Michael Lee learned cladistic analysis in a rugged school. His doctoral work in England in the early 1990's concerned the origin of turtles. He advanced the idea that turtles are living pareiasurs. This hypothesis was, and remains, highly controversial; and Lee was forced to fight epic battles with unbelievers, culminating in two extensive, back-to-back articles by Lee (1997) and by deBraga & Rieppel (1997) in a single issue of the Zoological Journal of the Linnean Society.
By the time this work was published, Lee was already back in Australia preparing his next major project: the revival of Cope's pythonomorph concept. He attacked this project with characteristic energy and with his trademark attention to obscure fossil specimens. The work was published in the same year as the ZJLS article, but received a very different reception. As one paleontologist noted only a year later, "most of the workers I've spoken to that are aware of this work support it virtually 100%." It is truly a beautiful piece of work. Unlike most cladistic works, Lee provides figures for most of the characters he describes, which is enormously helpful for the 99% of his readers who are not lizard specialists. He carefully analyzes fabulously obscure specimens like Saniwides and Paravaranus. He explicitly states his higher-level phylogenetic assumptions. Almost the only element short of perfection is that, hidden in a mass of detail, are a substantial number of uncertain judgment calls about the scoring and polarity of certain characters. However, the end result is a convincing case that Pythonomorpha is a very strongly supported clade.
In fact, oddly enough, Pythonomorpha and its component clades were some of only a handful of clades which were strongly supported. Most of the relationships among the Varanoidea disappeared into vague polyotomies when bootstrapping tests were run. That is, their existence and position was very sensitive to minor variations in the data. Thus, Lee's use of poorly known taxa and the large number of assumptions made about higher level phylogeny and polarity make the rest of his cladogram fairly suspect. However, Pythonomorpha was extremely robust, and Lee identified 38 synapomorphies of the group, many of which dealt with the peculiar mobile lower jaw figured in the main entry in these Notes.
This conclusion was verified by Caldwell (1999), who used a rather different approach. To say "verified" is somewhat unfair, since Caldwell was working independently on the question and submitted his original manuscript three months before Lee did. However, the paper was held up in review for a year and in press for two more. Caldwell's primary work has always been in this phylogenetic area, particularly with aigialosaurs. Aigialosaurs are generally thought to be the sister group of mosasaurs, or may even include mosasaurs. Caldwell was once of the view that aigialosaurs were basal, largely terrestrial varanoids, probably close to snakes, and that mosasaurs were, at least morphometrically, something quite different. Caldwell et al. (1995). However, he seems to have come around to Lee's take on Pythonomorpha about the same time as Lee did.
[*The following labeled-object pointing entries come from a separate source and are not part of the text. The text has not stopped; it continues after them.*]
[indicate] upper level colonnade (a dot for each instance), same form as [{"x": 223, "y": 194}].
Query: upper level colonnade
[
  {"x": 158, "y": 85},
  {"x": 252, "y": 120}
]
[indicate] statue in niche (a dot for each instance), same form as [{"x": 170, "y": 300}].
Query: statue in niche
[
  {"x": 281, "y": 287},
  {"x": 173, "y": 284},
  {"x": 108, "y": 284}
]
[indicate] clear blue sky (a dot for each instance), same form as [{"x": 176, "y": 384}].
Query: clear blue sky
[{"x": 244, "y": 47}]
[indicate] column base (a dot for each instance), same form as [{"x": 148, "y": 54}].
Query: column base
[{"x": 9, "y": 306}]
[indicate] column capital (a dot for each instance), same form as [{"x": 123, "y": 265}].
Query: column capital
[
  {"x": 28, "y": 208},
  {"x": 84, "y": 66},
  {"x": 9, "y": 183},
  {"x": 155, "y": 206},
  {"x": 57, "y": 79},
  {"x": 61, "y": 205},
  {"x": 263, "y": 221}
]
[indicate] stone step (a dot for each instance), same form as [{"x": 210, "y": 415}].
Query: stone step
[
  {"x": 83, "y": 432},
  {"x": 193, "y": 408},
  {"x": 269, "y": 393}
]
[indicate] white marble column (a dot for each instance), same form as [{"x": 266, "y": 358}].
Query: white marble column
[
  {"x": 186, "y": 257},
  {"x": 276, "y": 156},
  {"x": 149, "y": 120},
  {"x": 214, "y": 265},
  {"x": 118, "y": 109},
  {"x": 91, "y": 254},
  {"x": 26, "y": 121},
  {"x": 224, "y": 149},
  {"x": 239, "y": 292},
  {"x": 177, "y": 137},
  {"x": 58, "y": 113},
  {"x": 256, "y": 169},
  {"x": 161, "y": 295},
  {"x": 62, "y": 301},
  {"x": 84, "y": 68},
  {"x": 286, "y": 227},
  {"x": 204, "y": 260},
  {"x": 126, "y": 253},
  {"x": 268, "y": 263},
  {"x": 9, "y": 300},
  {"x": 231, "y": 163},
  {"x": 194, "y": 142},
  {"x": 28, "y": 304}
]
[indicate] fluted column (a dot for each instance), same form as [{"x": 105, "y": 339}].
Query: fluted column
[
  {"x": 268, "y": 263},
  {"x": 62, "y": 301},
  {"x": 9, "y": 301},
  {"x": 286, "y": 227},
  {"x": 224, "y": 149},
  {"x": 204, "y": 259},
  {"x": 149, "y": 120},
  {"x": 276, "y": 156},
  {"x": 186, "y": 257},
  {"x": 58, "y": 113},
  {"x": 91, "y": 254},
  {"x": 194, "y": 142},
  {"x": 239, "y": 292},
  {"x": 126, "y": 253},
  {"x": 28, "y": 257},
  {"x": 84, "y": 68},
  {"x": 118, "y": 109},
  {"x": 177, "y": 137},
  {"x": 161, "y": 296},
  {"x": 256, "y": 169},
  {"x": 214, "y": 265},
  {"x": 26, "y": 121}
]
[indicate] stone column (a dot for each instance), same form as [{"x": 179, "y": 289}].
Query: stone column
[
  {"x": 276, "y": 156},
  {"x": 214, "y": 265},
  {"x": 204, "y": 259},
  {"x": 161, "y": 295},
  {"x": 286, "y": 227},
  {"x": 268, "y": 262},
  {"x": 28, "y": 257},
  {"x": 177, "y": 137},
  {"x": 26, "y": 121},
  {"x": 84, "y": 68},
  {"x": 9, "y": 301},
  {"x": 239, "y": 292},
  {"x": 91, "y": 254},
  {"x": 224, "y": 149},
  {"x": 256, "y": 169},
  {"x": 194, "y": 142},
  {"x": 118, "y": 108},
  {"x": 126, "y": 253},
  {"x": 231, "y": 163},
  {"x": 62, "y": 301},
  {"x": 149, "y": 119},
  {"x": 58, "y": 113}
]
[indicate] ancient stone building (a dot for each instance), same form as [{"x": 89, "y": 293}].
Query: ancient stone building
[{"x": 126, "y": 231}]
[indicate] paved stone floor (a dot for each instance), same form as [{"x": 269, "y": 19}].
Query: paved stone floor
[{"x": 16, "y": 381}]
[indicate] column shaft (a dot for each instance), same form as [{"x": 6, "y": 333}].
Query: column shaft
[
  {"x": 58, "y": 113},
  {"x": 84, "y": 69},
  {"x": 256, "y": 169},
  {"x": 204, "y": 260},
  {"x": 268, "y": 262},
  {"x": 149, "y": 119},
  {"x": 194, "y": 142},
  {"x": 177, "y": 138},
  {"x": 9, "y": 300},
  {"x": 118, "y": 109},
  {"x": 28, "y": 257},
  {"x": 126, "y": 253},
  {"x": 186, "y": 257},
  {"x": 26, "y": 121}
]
As with Lee's work, Caldwell's 1999 study strongly supports Pythonomorpha. This is particularly informative because Caldwell's study is considerably different. He makes few assumptions about higher-level lizard taxonomy and includes gekkos, skinks and agamids among his ingroup taxa. He uses fewer of the poorly known fossil species and concentrates on well-characterized living groups, which minimizes the amount of missing or ambiguous data (at the risk, of course, of missing key transitional forms). His outgroup is Sphenodon, so there are no questionable assumptions about polarity. Caldwell also holds some rather different views about homology. He is far less likely than Lee to take osteological data at face value, and he attempts to exclude characters a priori when he perceives them as supporting fundamentally different structures.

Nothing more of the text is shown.